In fact, the site IQAir—which monitors how clean air is in cities across the world—ranked the city as No. 1 in the world in terms of air quality as recently as Monday, CBS Los Angeles reports.
According to Cody Hill, a California energy company executive, it’s the cleanest L.A.’s air has been since at least 1995, though the United States Environmental Protection Agency's data dates back to 1980. The EPA backed this fact up, announcing that L.A. saw its longest stretch of clean air days since at least 1980.
Hill told TMZ that March 2020 might have been “one of the best months at least since the 1940s," when as he explains, "there was huge migration as we ramped up aircraft production in the L.A. basin to fight WW2.”

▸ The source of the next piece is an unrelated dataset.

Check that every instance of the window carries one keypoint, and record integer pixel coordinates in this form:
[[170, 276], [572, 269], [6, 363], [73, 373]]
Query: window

The stay-at-home directive has shut down most commerce and travel across the state, which has decreased traffic emissions that usually swell during morning and evening rush hours, leading to less pollution and smog. On March 18, L.A.’s rush-hour traffic was moving 71 percent faster than it typically does on a Wednesday afternoon, according to The New York Times.
On Tuesday, according to IQAir, L.A. had an AQI rating of nine, which puts it in the top bracket in terms of air quality. Salt Lake City, Utah and Denver, Colorado were ranked as having the cleanest air in the world on the same day, with an AQI rating of three. Since the numbers change day-to-day, it appears L.A. may have only had the lowest rating on Monday.